Wir werden erwartet

Gedanken zu Joh 21,1-19

Warten auf den Morgen. Foto: Uli Stoll, Outdoor-Fotografie, info@parknplay.de / pixelio.de

 

Wann und wo immer wir nach Jesus suchen und fragen, wartet er bereits auf uns.

von Claudia Auffenberg

Meine Güte, was für ein langes und randvolles Evangelium! Anspielungen und starke Bilder „noch und nöcher“. Doch an einem Satz, der vielleicht eher nebensächlich ist oder jedenfalls so klingt, bleibe ich hängen: „Als es schon Morgen wurde, stand Jesus am Ufer.“ Ich sehe dieses Bild fast wie ein Foto vor meinem inneren Auge und ich hätte, wenn ich da talentiert wäre, große Lust, diese Szene in Öl zu malen: ein See, über dem zur blauen Stunde, wie Fotografen das nennen, ein neuer Morgen zu ahnen ist. Hinten links kommen die Jünger angefahren, sie sind noch ahnungslos, hantieren an ihren Netzen herum. Und am Ufer steht er: aufrecht, mit Blick auf das Wasser, nur als Silhouette zu erkennen. Die Leute auf dem See haben ihn vielleicht schon gesehen, aber er hat keine Bedeutung für sie. Noch nicht. Sie haben ein ganz anderes Problem: Die Netze sind leer, nichts gefangen. Keine Fische, nichts zu essen, nichts zu verkaufen, keine Einnahmen. Also: Dieser Tag fängt ziemlich schlecht an.

Man kennt solche Tage.

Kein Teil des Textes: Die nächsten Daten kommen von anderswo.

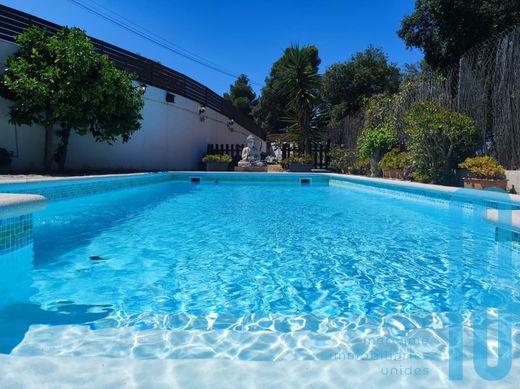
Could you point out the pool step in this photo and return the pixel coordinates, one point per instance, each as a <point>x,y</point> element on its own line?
<point>70,340</point>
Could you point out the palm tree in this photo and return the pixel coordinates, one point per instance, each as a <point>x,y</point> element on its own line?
<point>300,81</point>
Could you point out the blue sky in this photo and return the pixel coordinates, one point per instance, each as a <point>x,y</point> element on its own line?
<point>240,36</point>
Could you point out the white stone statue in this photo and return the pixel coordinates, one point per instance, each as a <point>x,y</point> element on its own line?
<point>250,154</point>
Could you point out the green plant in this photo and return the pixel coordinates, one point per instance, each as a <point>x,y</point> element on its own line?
<point>241,95</point>
<point>300,81</point>
<point>438,140</point>
<point>372,140</point>
<point>395,160</point>
<point>222,158</point>
<point>361,166</point>
<point>296,158</point>
<point>5,157</point>
<point>59,80</point>
<point>342,160</point>
<point>484,167</point>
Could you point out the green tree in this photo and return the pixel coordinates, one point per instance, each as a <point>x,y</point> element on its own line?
<point>241,95</point>
<point>273,107</point>
<point>347,85</point>
<point>300,82</point>
<point>439,140</point>
<point>446,29</point>
<point>60,80</point>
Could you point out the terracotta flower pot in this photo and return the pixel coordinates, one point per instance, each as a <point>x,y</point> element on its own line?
<point>483,183</point>
<point>393,173</point>
<point>300,167</point>
<point>217,166</point>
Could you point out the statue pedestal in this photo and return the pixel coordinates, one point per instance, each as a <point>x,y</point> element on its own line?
<point>251,169</point>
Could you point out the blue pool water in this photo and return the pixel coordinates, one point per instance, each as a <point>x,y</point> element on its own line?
<point>250,257</point>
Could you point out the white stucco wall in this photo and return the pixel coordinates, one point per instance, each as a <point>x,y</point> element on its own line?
<point>172,137</point>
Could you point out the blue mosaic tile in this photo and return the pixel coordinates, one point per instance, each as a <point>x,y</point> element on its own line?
<point>15,233</point>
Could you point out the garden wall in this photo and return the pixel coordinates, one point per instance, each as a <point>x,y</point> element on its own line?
<point>172,137</point>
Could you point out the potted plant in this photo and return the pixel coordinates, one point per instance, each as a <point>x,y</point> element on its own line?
<point>5,160</point>
<point>298,163</point>
<point>485,172</point>
<point>217,162</point>
<point>393,164</point>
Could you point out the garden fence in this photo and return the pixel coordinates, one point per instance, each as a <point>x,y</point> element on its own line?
<point>319,153</point>
<point>14,22</point>
<point>485,84</point>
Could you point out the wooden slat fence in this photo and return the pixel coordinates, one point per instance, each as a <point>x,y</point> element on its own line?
<point>14,22</point>
<point>319,153</point>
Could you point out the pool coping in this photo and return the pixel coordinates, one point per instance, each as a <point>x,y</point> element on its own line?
<point>13,204</point>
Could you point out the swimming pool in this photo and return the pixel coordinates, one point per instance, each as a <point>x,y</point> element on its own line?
<point>262,270</point>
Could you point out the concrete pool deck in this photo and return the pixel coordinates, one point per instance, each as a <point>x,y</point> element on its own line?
<point>74,372</point>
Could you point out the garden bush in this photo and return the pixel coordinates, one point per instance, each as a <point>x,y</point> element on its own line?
<point>438,140</point>
<point>395,160</point>
<point>484,167</point>
<point>223,158</point>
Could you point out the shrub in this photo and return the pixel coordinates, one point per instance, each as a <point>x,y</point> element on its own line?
<point>296,158</point>
<point>5,157</point>
<point>361,166</point>
<point>439,140</point>
<point>381,139</point>
<point>395,160</point>
<point>342,160</point>
<point>484,167</point>
<point>224,158</point>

Wenn morgens, wo es für uns Berufstätige so ungefähr auf jede Minute ankommt, irgendwas falsch läuft, kann einem das den ganzen Tag verhageln und es kann sehr mühsam sein, irgendwie wieder in die Spur zu kommen. Der Kaffeefilter ist eingeknickt, das Auto springt nicht an, der Computer im Büro ist mal wieder durch ein Update blockiert. Ab Mittag kann man all das ertragen, aber nicht morgens. So stell ich mir das stimmungsmäßig vor, damals an jenem neuen Tag am See. Doch dieser Morgen ist ein anderer. Denn er, Jesus, steht da. Woher kommt er eigentlich? Das wird nicht erzählt. Er steht einfach am Ufer. Die Niedergeschlagenen werden erwartet. Für sie beginnt ein neuer Morgen, ein neuer Tag, ein neues Leben. Noch wissen sie es nicht.

Das Evangelium ist Teil des sogenannten Epilogs des Johannesevangeliums. Ein Epilog ist ein Nachwort, eine zusammenfassende Interpretation. Der Autor legt noch einmal dar, worum es ihm ging. Dieses 21. Kapitel ist also nicht einfach eine Fortsetzung des 20. Kapitels, sondern steht in gewisser Weise für sich. Und noch etwas ist wichtig: Es ist auch keine Landlust-­Reportage über einen romantischen Sonnenaufgang am See. Der Evangelist ist kein Journalist, der seiner Chronistenpflicht nachkommt. Er hat ein Anliegen, eine Botschaft für seine Leserinnen und Leser. Um die geht es und die bündelt er im Epilog. Ich verstehe sie so: „Ihr werdet erwartet. Die Begegnung mit dem Auferstandenen macht euer Leben neu.“ Der weitere Verlauf des Evangeliums erzählt, wie die Last des alten Lebens genommen ist. Der Fischfang gelingt, die Fische, die sie bringen, liegen schon gebraten auf dem Grill.

Jetzt im Mai werden Vogelstimmenwanderungen angeboten. Sie starten in der Regel sehr früh, sozusagen vorm Aufstehen, denn manche Vögel fangen bereits vor Sonnenaufgang mit dem Singen an. Ich habe ein paar Mal so eine Wanderung auf verschiedenen Strecken mitgemacht. Eine ganz besondere Erfahrung ist jedes Mal die auf dem Friedhof, auf dem meine Großeltern begraben liegen. Dort kenne ich mich natürlich aus, ich erkenne inzwischen auch die Vögel an ihren Stimmen. Doch wenn ich mit dem Herzen hinhöre, dann kündet zu dieser Zeit an diesem Ort ihr Lied von einem neuen, größeren, „ewigeren“ Morgen. Es beginnt nicht nur ein neuer Tag, sondern eine Verheißung oder um es ein bisschen handhabbarer zur formulieren: eine neue Möglichkeit. Als es schon Morgen wurde, stand Jesus am Ufer. Auch wir werden erwartet.

Zur Autorin:

Claudia Auffenberg ist Programm­leiterin beim Bonifatius-­Verlag.